Memory getting saturated

Started by mmaridev, February 10, 2022, 12:20:01 PM

Previous topic - Next topic
Different problems.
OP's is specific to his host naming, or rather lack of, causing Unbound to report many notices, as it should, amplified by the number of hosts.

Quote from: Fright on February 19, 2022, 03:23:21 PM
i have noticed one call on your logs:
Quote/usr/local/bin/python3 /usr/local/opnsense/scripts/systemhealth/queryLog.py --limit 0 --offset 0
did you really request an unbond logs without limiting the number of rows returned? then I think this can also be a problem (and maybe its better to either remove this option or limit resources for queryLog.py script)

Technically, yes.  When you first open the logging page, you have to view the page to make any changes or filter the results.  For me, just the fact of opening the page created the first thread, which was basically never going to finish.

Obviously there was nothing I could do about the first page load, but that seemed to create additional problems even if I added filters.

I do think the queryLog.py should have some kind of resource limit, as there is no way I could have avoided the first thread from getting "stuck" no matter what I did.  I'd assume if your log file is of some arbitrary sufficient size, that no amount of filters will probably "save" you from a dead WebGUI.

QuoteObviously there was nothing I could do about the first page load, but that seemed to create additional problems even if I added filters.
please try to not use "All" in rows count select some time  ;)
if its already there you can try to clear browser store (deleting history or something like
https://www.leadshook.com/help/how-to-clear-local-storage-in-google-chrome-browser/
)

@j_s
@AdSchellevis merged the pr. can you try?
opnsense-patch 4b5a074
?
gui should no longer be blocked by requesting a huge number of log rows.

Quote from: Fright on February 22, 2022, 06:52:18 AM
@j_s
@AdSchellevis merged the pr. can you try?
opnsense-patch 4b5a074
?
gui should no longer be blocked by requesting a huge number of log rows.


So for me, the default was "critical".  Each day the resolver log file is around 200MB.  As before, just going to Services -> Unbound DNS -> Log File does cause a single thread to go crazy and the WebGUI sits at "Loading...".

I killed the stuck python process from above and applied your patch.

I then reloaded the lobby and went to Services -> Unbound DNS -> Log File and again a thread went to 100% and ran for at least 90 seconds (that's when I came back here to report my findings).  The UI again sat at "Loading..."  However this time I was able to "Clear log" without issues.  The "stuck" python thread did eventually terminate itself about 10 seconds after I cleared the logs.  I still couldn't ever view them since my 1GB+ of log files from the last few days was clearly too much to parse.

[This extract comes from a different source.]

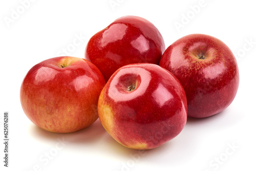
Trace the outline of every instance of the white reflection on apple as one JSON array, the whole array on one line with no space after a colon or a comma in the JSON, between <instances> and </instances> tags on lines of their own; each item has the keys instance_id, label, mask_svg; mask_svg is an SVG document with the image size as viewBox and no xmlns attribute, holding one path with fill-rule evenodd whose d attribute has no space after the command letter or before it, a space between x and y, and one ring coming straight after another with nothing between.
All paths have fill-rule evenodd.
<instances>
[{"instance_id":1,"label":"white reflection on apple","mask_svg":"<svg viewBox=\"0 0 256 171\"><path fill-rule=\"evenodd\" d=\"M161 83L159 84L157 89L152 93L152 96L160 107L174 98L173 95Z\"/></svg>"},{"instance_id":2,"label":"white reflection on apple","mask_svg":"<svg viewBox=\"0 0 256 171\"><path fill-rule=\"evenodd\" d=\"M39 84L41 82L45 82L54 78L56 75L56 71L55 69L42 67L38 69L35 77L35 84Z\"/></svg>"},{"instance_id":3,"label":"white reflection on apple","mask_svg":"<svg viewBox=\"0 0 256 171\"><path fill-rule=\"evenodd\" d=\"M128 26L124 24L116 24L106 28L102 34L101 46L104 47L108 44L121 40L125 34L126 30Z\"/></svg>"},{"instance_id":4,"label":"white reflection on apple","mask_svg":"<svg viewBox=\"0 0 256 171\"><path fill-rule=\"evenodd\" d=\"M132 41L131 44L141 53L145 53L150 50L148 41L143 35L140 35L135 40Z\"/></svg>"},{"instance_id":5,"label":"white reflection on apple","mask_svg":"<svg viewBox=\"0 0 256 171\"><path fill-rule=\"evenodd\" d=\"M173 47L173 49L172 51L172 54L171 56L173 56L175 55L178 55L180 57L184 56L183 51L181 50L182 48L180 47L183 47L185 46L186 43L180 44L179 46L175 46ZM181 59L180 57L171 57L170 60L170 65L172 68L175 67L176 66L179 66L179 67L186 67L188 66L189 63L187 61L187 59Z\"/></svg>"}]
</instances>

We are also seeing an issue with memory usage, prior to the last upgrade it never got above about 4% but in this new version it just keeps climbing over time.  Now when we reboot it shows 4 to 5% but over the space of several hours it just keeps climbing, so after 24 hours it's up to 13%.  It's a remote system (relative) so we can't let it get so high that it crashes, but the weird part is that no one is even home this week so there should only be very minimal traffic through the router.  And we are not doing any really advanced type stuff, it's basically just acting as a router.

We have no idea where to even start to look for the problem, but again, we're not advanced users so some of this discussion has been completely over our heads.  We do see quite a bit of firewall traffic (about a page full of entries in a minute and a half), and a lot of it is labelled "Default deny rule" but we don't know what to make of that.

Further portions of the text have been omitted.